Im Iran hatte ich ja auch vor der Fatwa schon ein großes Publikum. Für die Jugend dort hatte ich eine Vorbildfunktion, weil ich meine Musik nicht als Unterhaltung begriffen habe, sondern als Möglichkeit, Missstände anzuprangern – als Revolution. Und dass die Öffentlichkeit über Fatwas wie gegen Rushdie oder gegen mich intensiv berichtet, ist ja gut und wichtig: Öffentlichkeit bedeutet ja auch Schutz.
Haben sich Ihre Texte mit den Jahren verändert – sind Sie zahmer geworden?

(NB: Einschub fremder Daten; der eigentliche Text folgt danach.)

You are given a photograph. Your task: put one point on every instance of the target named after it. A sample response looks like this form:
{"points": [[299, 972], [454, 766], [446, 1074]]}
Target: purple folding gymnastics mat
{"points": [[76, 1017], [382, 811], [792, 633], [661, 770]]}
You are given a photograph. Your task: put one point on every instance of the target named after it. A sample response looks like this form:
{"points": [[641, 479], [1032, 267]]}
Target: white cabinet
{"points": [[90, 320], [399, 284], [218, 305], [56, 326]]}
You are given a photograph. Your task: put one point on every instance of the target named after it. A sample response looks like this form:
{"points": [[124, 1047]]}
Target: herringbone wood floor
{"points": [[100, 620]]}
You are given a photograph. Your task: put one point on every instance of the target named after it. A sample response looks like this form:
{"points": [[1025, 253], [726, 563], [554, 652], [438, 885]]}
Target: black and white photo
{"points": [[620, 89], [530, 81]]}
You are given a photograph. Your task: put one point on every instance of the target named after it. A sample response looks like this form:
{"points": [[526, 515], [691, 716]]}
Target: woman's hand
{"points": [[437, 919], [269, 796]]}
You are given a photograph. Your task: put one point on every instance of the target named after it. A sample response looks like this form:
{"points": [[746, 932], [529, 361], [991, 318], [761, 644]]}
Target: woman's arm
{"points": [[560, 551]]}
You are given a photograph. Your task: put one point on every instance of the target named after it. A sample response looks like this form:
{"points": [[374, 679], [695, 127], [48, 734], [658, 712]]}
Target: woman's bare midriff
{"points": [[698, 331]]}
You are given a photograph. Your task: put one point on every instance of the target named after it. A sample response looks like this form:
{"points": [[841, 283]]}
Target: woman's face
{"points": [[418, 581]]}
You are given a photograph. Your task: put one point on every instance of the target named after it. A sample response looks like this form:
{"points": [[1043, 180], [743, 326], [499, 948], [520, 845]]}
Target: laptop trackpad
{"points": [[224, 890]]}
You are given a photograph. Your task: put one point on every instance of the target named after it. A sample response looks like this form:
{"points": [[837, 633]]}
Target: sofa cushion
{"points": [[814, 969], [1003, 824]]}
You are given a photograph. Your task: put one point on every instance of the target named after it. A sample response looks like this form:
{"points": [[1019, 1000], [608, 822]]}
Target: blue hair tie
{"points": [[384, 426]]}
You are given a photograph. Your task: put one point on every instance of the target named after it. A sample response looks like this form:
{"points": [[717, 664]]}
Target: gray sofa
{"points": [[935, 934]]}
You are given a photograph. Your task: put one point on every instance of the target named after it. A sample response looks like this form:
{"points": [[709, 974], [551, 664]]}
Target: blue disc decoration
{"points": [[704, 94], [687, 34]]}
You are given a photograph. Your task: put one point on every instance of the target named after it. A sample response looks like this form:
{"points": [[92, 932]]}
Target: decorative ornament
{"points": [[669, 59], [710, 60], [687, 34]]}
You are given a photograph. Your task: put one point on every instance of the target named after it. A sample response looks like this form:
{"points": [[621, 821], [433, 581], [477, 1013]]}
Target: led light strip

Ich schreibe nicht mehr so provokant wie als junger Mensch. Aber ich würde mir heute so wenig wie damals auch nur ein Wort verbieten lassen. Ich stehe weiter für die Freiheit des Wortes und der Kunst ein, für Gleichberechtigung und Demokratie.
Die Debatte um Rushdies „Satanische Verse“ hat damals die kulturelle Debatte um die Grenzen von Kunstfreiheit geprägt. Auch nach der Veröffentlichung Ihres Liedes und der Fatwa gegen Sie wurde gefragt: Darf man über Religion spotten? Wo liegt die Grenze?
Ich habe mich gewundert, dass das in Deutschland, im Land der Dichter und Denker, überhaupt ein Thema ist: Für mich sind die Grenzen von Kunstfreiheit sehr weit – und ich denke, das sollten sie in jeder guten Demokratie sein. Die USA sind sicher kein Paradies – aber mir gefällt hier, dass dem Staat die Verteidigung der Freiheit sehr wichtig ist. Die „Satanischen Verse“ sind ein wunderbares Buch, das zur Aufklärung beiträgt. Wer Spott und Satire nicht versteht, ist selber schuld – und darf deswegen keine Menschen bedrohen oder angreifen.
Haben Sie das Schmähgedicht des deutschen Entertainers Jan Böhmermann gegen den türkischen Präsidenten Erdogan mitbekommen?
Am Rande, ja. Erdogan ist ein Autokrat, ein Diktator. Warum sollte man sich nicht über ihn lustig machen?
Fühlen Sie sich selbst wieder ganz frei, obwohl die Fatwa gegen Sie nie aufgehoben wurde?